Siamo nel 2020, e mentre il mondo corre su tutti i fronti, i comportamenti della donna, sono fermi o addirittura regrediti. Il genere femminile è sempre pronto ad intavolare una guerra, a sminuire e schiacciare il proprio simile in un gioco che di leale e umano, ha davvero ben poco. È come se per emergere, in qualsiasi campo, si sentisse la necessità di annientare gli altri membri dello stesso sesso, come se il susccesso di una, non possa prevedere anche quello di un’altra. Vi basti guardare i rapporti d’amicizia, quelli degli uomini sono sempre più consolidati, forse meno viscerali, ma più onesti di quelli delle donne. Sembra quasi che le ragazze, non siano in grado di far funzionare dei rapporti con lo stesso genere, come se si innescasse ogni volta una competizione silenziosa, che va a sfociare in una vera battaglia.Le donne non riescono a guardare un’altra con occhi obiettivi, ma solo con quelli della gelosia, dell’invidia; riescono a trovare sempre qualche difetto, qualcosa che a primo impatto possa essere sbagliato nella propria avversaria. Già, è questo che si vede, non una ragazza, ma un’avversaria. Forse, quando dipingono le ragazze come delle selvagge che fanno la lotta nel fango, non è poi così sbagliato, siamo noi ad alimentare questi pregiudizi, quando ci basterebbe un briciolo di amor proprio verso noi stesse. La sicurezza penso che sia la chiave per un cambiamento. Se una donna è certa di quello che vale, di ciò che può raggiungere, di sicuro non ha bisogno di alimentare pettegolezzi, lanciare insinuazioni velenose verso un’altra. Se una ragazza capita nel mirino dell’altra, è la fine. Si innesca un gioco sciocco, in cui si fa di tutto per sminuirsi a vicenda, ricorrendo anche a mezzi davvero ridicoli.“Ha un abito troppo appriscente” o “Di sicuro l’ha preso in saldo, non vale neanche un centesimo quello straccio”. È come se ci trovassimo davani le sorellastre di Cenerentola, pronte a farla a pezzi solo per poter primeggiare.

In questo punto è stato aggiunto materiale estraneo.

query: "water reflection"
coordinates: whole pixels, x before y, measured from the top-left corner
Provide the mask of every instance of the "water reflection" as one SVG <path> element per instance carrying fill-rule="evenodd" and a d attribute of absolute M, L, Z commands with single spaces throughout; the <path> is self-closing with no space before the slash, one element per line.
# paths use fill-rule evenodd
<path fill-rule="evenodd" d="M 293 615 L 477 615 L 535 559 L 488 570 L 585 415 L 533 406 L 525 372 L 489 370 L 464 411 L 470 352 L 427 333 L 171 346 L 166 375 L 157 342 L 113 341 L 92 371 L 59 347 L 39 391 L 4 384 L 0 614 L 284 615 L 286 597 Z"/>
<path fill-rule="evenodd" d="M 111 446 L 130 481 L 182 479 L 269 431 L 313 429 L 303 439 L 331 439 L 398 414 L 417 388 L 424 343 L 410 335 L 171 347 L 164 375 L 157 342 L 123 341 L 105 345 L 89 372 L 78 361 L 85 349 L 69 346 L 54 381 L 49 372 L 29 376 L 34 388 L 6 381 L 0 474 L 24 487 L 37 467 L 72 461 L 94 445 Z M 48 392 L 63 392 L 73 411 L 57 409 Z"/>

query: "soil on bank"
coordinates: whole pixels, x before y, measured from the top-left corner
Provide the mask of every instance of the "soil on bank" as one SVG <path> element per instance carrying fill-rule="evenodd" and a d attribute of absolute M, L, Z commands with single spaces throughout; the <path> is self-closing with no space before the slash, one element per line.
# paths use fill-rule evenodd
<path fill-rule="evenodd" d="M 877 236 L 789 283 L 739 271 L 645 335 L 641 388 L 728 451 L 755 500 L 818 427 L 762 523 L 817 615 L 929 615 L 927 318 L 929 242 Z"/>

Bisognerebbe sostenersi, appoggiarsi e aiutarsi con ogni mezzo per poter raggiungere l’obiettivo prefissato. Ci si perde su uno stupido abito, mostrando al mondo che la donna, è vittima di se stessa, oltre che essere frivola e superficiale come viene dipinta. Ma pensiamo ai successi ottenuti da grandi donne, a dove sono state in grado di arrivare, spesso spalleggiandosi. Ecco,questo dovrebbe spingere il genere femminile a migliorarsi, a guardarsi dentro e a cambiare le cose.
Insieme le donne, sanno essere invincibili, riescono ad accendere la scintilla per prerogare la propria causa. A differenza degli uomini, sono capaci di lottare davvero con tutte le loro forze se credono in un ideale. Pensate al risultato che si potrebbe ottenere, se al posto di farlo singolarmente, lo si facesse in gruppo.
Noi siamo il nostro più grande successo, e non può esistere donna con la quale non si possa brindare di se stesse, condividendo non solo il tempo, ma anche lo stesso traguardo.